Back to Basics: PING

As more and more IT Pros start their career as specialists, fewer and fewer come from a “in the trenches” IT background. I’ve found many that don’t know how to use or, in some cases, have never even heard of many of the basic diagnostic tools built into modern operating systems (e.g. ping & tracert). Case in point, this is a conversation I recently had with an Senior ASPX Web Developer:

Dev“Hi Mike. I cannot get my development server. Can you check it for me?”

Me“Lemme check…looks like it’s up and running. It’s responding to pings. What happens when you ping it?”

Dev“It’s not working when I try to ping it.”

Me“Okay. What error are you getting?”

Dev“It just says the page cannot be found.”

Me“Got that part. What do you get when you ping the server?”

Dev“Um…Isn’t that what I’m doing?”

I’ll spare you the rest of the conversation, but you can probably guess where it went from there. In short, the highly-skilled web developer had such a laser beam skill set that she had never used (or even heard of) of this mysterious diagnostic tool named “ping”. It may seem impossible for someone to get to that level in their career having zero knowledge of such a fundamental tool but, I am sad to say, it happens more often than many want to admit.

But never let it be said that I am unwilling to do my part to fix the problem! Here is a quick primer on what is arguably the single most common (and basic) tool for network diagnostics: PING. If you already know about it, go you! If not, just read the rest of this post. I promise I won’t tell anyone 🙂

A Brief History of PING

Way back in 1983, a man named Mike Muuss came up with a nifty utility for leveraging the existing Internet Control Message Protocol (ICMP) as a means of diagnosing IP networks. Since the general mechanism of sending a signal, waiting for it to bounce back, and measuring the result was similar to how sonar technology works, he named his brainchild “PING”.

When to Use PING

There are any number of reasons why one would use the ping tool. Here are a couple of common ones:

  • Monitoring Connectivity:It seems like my workstation is having intermittent network disconnects. How many packets are being dropped?
  • Scoping a ProblemOhnoes! The website is giving a 404 error! Is the server down or just my web service?

How to Use PING

PING with a Target

It’s a snap. Just open a command line (Windows) or terminal (Linux) and type “ping” and the IP address or DNS name for the target. In its most basic form, that is the only required parameter! The resulting process will send the default number of pings (Windows is generally five but Linux can vary). When it’s done, a report is delivered with a  calculation of the total “packet loss” (i.e. pings that failed to return).
ping [URL or IP address]

PING without a Target

Sometimes you want to run a more robust ping test. In that case you need to define parameters. There are many available. We won’t cover them all in this post, but you can see the full list by typing ping without a target:


PING with Advanced Parameters (and a Target)

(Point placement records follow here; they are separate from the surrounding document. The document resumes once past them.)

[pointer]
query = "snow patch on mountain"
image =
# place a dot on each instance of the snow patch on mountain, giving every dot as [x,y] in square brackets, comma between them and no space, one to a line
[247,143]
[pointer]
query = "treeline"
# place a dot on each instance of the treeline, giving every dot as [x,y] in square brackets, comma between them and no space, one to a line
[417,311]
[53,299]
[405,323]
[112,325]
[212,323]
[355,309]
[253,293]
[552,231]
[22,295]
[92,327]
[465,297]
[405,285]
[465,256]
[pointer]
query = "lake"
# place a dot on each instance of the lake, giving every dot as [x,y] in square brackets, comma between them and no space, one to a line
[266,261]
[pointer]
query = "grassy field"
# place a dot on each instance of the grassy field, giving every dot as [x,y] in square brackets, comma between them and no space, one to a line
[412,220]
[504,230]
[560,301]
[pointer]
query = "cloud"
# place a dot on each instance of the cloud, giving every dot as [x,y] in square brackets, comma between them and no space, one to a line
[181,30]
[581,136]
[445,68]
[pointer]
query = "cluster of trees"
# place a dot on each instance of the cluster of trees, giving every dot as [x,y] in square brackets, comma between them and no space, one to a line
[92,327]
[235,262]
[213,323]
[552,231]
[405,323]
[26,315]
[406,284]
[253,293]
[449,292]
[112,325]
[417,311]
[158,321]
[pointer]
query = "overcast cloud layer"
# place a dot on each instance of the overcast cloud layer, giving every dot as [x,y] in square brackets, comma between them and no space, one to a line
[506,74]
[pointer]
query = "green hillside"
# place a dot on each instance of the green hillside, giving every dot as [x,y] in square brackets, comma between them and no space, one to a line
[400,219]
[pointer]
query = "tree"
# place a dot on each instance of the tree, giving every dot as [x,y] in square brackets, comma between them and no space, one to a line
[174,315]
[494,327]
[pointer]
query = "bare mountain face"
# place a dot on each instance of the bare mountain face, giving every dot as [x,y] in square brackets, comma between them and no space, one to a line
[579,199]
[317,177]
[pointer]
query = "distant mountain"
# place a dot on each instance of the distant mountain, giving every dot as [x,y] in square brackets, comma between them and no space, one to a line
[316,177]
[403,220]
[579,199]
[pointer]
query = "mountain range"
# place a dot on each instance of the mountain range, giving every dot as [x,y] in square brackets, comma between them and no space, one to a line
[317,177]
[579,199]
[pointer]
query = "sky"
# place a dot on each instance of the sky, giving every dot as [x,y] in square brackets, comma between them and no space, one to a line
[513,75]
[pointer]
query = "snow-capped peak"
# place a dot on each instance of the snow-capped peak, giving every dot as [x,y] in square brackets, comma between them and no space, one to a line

Send more (or less) than the default number of pings:

ping -n [number of pings to send] [URL or IP]

Save the results to a file (to show your network guy):

ping [URL or IP] > [path]\ping-test.txt

NOTE: When sending output to a file, nothing is generally shown on the screen. But everything will be saved to the file and, since the file is named with the date, it will help you remember when you ran the test! If you want to stop the process before the define number of pings has finished, just use Ctrl + C to cancel (the pings already complete will still be in the file). Also, when using Linux the file path will be formatted differently.

Run a quick DNS query to get the URL (if any):

ping -a [URL or IP]

NOTE: This parameter is only available in Windows. To perform a similar action in Linux use NSLOOKUP (which we will discuss in a future post).

You can also combine parameters!

The below command will perform 100 pings against, force the results to IPv4, and save the output to a text file in Windows:

ping -n 100 -4 > C:\MyFile\ping-test.txt

So there you have it! You are now a certified ping engineer and are ready to wow all your sysadmin friends with your mad skillz. If they laugh at you, just tell yourself it’s because they are jealous.